At 7:38 PM, Anonymous Anonymous said...

"But I think that it would be very difficult for a "foreign" executive without great English skills to run WMATA."

I can't imagine it could be any worse than the typical railcar operator or station manager.

 
At 10:53 AM, Blogger Richard Layman said...

LOL. but that's the issue.

In the early 1990s, the New Yorker had an amazing article about the hyper dysfunction of the Chicago post office system. It made the point that at the city level, the postal service functions more like a municipal government agency, not a distant federal bureaucracy.

All the kinds of issues about the employees running the show for their own purposes are relevant to WMATA's employee culture, how well placed employees get their under-qualified friends jobs, etc.

The great level of insularity that you highlight is used to ostracize "outsiders." Maybe it is the case that the general base of employees doesn't realize how desperate the position of WMATA is within the community, the base of riders, etc., and how the way employees act impacts our attitudes toward the agency.
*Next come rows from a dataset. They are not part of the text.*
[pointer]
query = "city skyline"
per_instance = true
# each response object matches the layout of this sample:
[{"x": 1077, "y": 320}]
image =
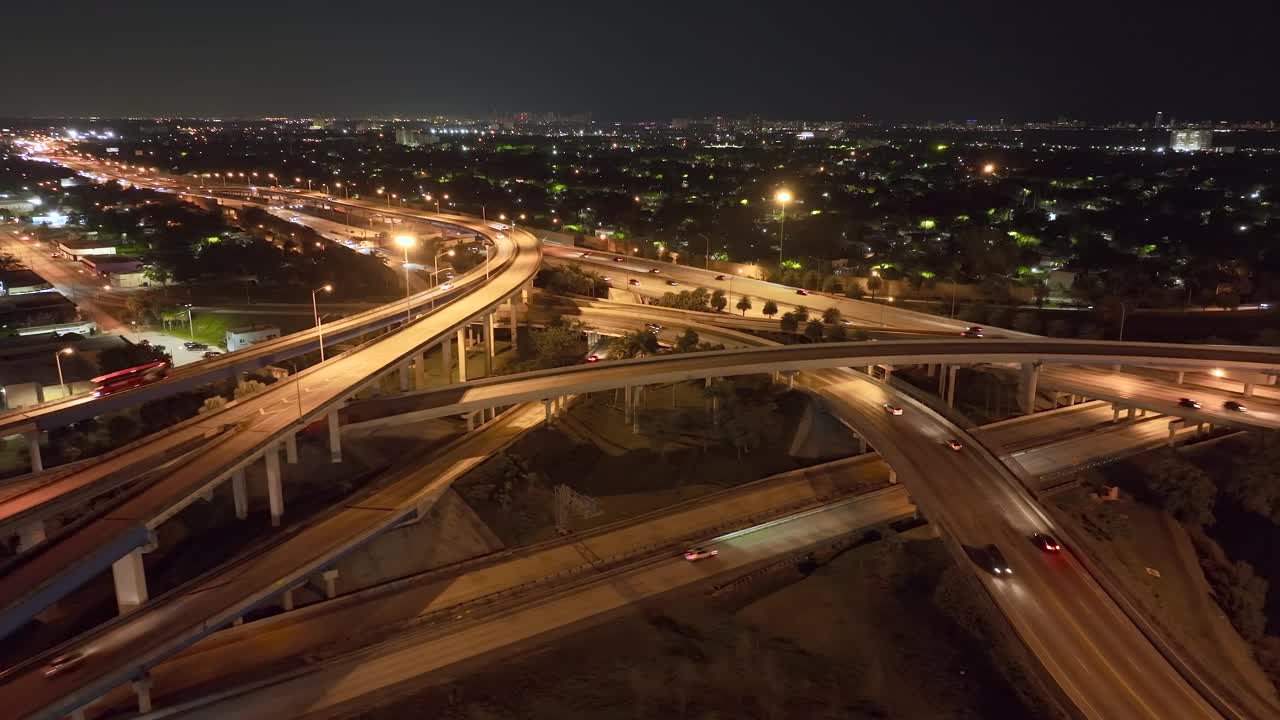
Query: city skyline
[{"x": 828, "y": 62}]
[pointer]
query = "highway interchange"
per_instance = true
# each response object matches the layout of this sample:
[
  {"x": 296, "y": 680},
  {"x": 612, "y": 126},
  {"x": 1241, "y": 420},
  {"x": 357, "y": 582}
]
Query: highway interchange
[{"x": 1086, "y": 643}]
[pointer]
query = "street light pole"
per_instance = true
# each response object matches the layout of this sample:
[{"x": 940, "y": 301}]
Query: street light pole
[
  {"x": 58, "y": 359},
  {"x": 315, "y": 310},
  {"x": 406, "y": 242},
  {"x": 784, "y": 196}
]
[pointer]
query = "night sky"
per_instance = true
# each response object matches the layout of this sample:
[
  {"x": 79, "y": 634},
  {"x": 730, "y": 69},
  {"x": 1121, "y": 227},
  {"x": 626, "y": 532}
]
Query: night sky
[{"x": 892, "y": 59}]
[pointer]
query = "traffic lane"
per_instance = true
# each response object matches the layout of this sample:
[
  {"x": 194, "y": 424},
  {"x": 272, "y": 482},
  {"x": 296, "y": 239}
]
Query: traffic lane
[
  {"x": 430, "y": 648},
  {"x": 864, "y": 311},
  {"x": 133, "y": 639},
  {"x": 1164, "y": 397},
  {"x": 984, "y": 509}
]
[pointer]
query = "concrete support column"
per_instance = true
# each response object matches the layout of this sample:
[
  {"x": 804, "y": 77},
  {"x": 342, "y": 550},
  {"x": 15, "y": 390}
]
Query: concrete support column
[
  {"x": 131, "y": 582},
  {"x": 462, "y": 356},
  {"x": 489, "y": 351},
  {"x": 334, "y": 437},
  {"x": 274, "y": 490},
  {"x": 420, "y": 370},
  {"x": 31, "y": 534},
  {"x": 330, "y": 583},
  {"x": 240, "y": 493},
  {"x": 142, "y": 689},
  {"x": 291, "y": 449},
  {"x": 447, "y": 360},
  {"x": 1027, "y": 386},
  {"x": 37, "y": 463},
  {"x": 515, "y": 319}
]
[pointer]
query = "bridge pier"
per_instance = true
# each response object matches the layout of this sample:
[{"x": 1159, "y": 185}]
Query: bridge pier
[
  {"x": 488, "y": 343},
  {"x": 447, "y": 360},
  {"x": 334, "y": 437},
  {"x": 1027, "y": 384},
  {"x": 142, "y": 689},
  {"x": 291, "y": 449},
  {"x": 274, "y": 490},
  {"x": 240, "y": 493},
  {"x": 462, "y": 355},
  {"x": 37, "y": 463},
  {"x": 129, "y": 577}
]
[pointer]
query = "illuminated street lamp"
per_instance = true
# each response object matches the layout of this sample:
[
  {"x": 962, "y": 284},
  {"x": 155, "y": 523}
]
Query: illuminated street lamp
[
  {"x": 782, "y": 196},
  {"x": 406, "y": 242},
  {"x": 58, "y": 359},
  {"x": 316, "y": 311}
]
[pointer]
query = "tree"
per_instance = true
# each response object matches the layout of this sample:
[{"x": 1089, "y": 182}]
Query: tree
[
  {"x": 688, "y": 342},
  {"x": 718, "y": 301},
  {"x": 874, "y": 283},
  {"x": 1027, "y": 322},
  {"x": 1182, "y": 488}
]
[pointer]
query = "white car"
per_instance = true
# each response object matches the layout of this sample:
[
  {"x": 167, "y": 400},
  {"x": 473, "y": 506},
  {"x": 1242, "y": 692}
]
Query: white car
[{"x": 695, "y": 554}]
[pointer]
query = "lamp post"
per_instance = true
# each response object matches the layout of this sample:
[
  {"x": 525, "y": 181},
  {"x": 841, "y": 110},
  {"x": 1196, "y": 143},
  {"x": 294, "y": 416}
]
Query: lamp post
[
  {"x": 315, "y": 310},
  {"x": 782, "y": 196},
  {"x": 58, "y": 359},
  {"x": 406, "y": 242}
]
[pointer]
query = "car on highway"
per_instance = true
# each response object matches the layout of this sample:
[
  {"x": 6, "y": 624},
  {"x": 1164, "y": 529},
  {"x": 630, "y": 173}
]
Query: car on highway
[
  {"x": 695, "y": 554},
  {"x": 995, "y": 561},
  {"x": 1046, "y": 542},
  {"x": 63, "y": 662}
]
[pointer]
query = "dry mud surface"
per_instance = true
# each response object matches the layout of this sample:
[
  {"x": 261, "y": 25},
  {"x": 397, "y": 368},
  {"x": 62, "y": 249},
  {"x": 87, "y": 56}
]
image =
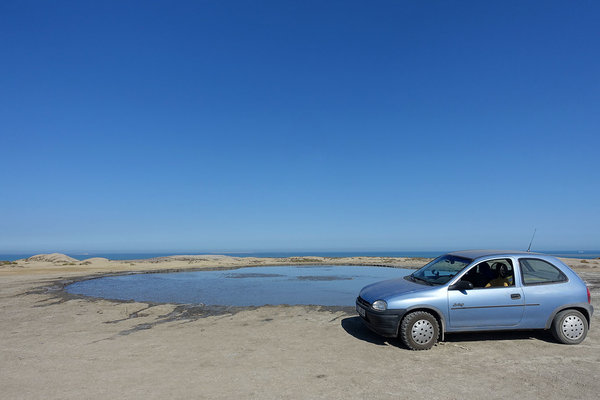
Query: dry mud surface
[{"x": 57, "y": 347}]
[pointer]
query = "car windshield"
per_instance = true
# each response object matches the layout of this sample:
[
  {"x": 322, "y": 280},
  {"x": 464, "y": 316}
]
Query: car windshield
[{"x": 440, "y": 270}]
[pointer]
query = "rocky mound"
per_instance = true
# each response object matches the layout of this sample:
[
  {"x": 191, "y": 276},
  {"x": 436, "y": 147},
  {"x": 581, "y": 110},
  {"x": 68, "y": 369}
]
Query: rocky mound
[{"x": 95, "y": 259}]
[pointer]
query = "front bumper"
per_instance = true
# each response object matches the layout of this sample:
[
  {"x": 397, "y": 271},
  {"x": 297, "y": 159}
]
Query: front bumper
[{"x": 384, "y": 323}]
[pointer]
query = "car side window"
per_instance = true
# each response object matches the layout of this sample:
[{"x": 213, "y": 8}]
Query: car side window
[
  {"x": 492, "y": 273},
  {"x": 537, "y": 272}
]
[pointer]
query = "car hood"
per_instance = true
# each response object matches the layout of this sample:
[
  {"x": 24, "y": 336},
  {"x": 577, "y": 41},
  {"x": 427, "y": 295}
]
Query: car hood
[{"x": 384, "y": 290}]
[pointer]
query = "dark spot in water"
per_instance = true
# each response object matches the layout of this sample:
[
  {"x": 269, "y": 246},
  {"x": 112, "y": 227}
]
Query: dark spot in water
[
  {"x": 324, "y": 278},
  {"x": 254, "y": 275}
]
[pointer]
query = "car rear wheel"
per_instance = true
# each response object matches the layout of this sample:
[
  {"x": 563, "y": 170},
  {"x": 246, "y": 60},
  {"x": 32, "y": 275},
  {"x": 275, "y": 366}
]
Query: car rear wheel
[
  {"x": 569, "y": 327},
  {"x": 419, "y": 330}
]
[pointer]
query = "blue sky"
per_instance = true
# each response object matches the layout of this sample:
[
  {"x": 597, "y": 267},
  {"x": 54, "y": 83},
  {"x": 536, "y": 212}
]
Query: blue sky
[{"x": 298, "y": 125}]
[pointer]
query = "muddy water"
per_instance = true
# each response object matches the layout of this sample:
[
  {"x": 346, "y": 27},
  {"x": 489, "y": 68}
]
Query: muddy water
[{"x": 252, "y": 286}]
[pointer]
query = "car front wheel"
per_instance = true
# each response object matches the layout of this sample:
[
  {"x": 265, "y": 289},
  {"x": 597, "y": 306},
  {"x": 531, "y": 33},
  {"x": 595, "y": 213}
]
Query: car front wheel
[
  {"x": 569, "y": 327},
  {"x": 419, "y": 330}
]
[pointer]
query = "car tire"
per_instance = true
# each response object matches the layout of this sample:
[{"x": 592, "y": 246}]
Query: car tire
[
  {"x": 569, "y": 327},
  {"x": 419, "y": 330}
]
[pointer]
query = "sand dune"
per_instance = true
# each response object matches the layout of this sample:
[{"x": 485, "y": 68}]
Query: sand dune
[{"x": 53, "y": 258}]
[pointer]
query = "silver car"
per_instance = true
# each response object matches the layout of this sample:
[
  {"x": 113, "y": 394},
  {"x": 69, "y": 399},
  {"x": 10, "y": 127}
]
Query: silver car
[{"x": 479, "y": 290}]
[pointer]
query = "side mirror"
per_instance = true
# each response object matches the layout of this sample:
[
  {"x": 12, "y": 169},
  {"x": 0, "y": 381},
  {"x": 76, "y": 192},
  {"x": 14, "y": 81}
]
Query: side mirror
[{"x": 461, "y": 285}]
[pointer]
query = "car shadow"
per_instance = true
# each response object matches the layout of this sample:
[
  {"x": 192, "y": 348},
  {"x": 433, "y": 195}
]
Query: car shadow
[
  {"x": 355, "y": 327},
  {"x": 544, "y": 336}
]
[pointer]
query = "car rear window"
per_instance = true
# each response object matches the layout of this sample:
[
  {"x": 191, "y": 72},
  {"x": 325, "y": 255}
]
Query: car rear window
[{"x": 536, "y": 272}]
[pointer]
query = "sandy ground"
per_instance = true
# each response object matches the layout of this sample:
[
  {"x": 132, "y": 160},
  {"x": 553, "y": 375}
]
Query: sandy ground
[{"x": 57, "y": 347}]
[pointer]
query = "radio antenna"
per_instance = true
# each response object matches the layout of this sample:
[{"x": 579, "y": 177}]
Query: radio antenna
[{"x": 529, "y": 248}]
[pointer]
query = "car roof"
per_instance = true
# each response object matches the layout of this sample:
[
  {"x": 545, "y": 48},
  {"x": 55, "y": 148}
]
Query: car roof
[{"x": 474, "y": 254}]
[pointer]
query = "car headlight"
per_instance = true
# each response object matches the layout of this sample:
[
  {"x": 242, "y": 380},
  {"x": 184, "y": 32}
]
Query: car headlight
[{"x": 380, "y": 305}]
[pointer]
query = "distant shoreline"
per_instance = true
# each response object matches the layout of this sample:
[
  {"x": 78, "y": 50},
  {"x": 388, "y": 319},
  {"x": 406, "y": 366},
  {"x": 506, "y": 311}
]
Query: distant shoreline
[{"x": 587, "y": 254}]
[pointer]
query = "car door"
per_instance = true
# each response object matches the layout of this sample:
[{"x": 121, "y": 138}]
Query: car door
[{"x": 486, "y": 307}]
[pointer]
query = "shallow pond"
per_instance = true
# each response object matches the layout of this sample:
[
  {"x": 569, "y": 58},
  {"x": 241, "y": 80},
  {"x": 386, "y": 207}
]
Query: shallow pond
[{"x": 253, "y": 286}]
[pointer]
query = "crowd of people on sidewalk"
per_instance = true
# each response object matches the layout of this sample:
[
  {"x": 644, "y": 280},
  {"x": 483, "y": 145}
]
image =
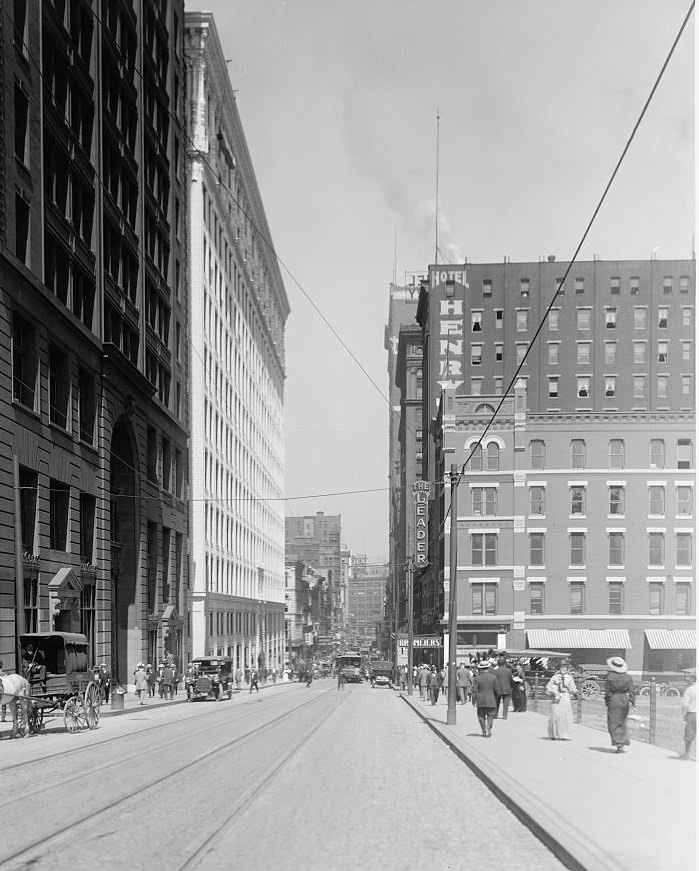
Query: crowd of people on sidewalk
[{"x": 492, "y": 684}]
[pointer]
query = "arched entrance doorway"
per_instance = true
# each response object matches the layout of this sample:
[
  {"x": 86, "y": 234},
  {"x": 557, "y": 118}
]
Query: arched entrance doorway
[{"x": 125, "y": 647}]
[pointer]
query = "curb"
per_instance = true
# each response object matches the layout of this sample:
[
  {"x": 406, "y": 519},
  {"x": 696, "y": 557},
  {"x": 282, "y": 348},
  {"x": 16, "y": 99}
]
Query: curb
[{"x": 569, "y": 844}]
I've written about this before. E.g., the union claims that management is so bad how can we expect employee attitudes and behavior to not be impacted.

http://urbanplacesandspaces.blogspot.com/2013/07/its-bad-idea-to-treat-customers-badly.html

http://urbanplacesandspaces.blogspot.com/2009/07/wmata-and-transit-marketing.html

http://urbanplacesandspaces.blogspot.com/2010/06/when-union-label-may-be-terrifying.html

Sure, that could be true. But I would aver that a goodly amount of the dysfunction is produced by the old school municipal culture of "getting by" and that isn't being generated by a reaction to management.

getting back to Carlos Ghosn, the reason he was able as an outsider to shake up Nissan is because Nissan was on the ropes. The employees understood and possessed a level of desperation that is not yet present within WMATA at many different levels.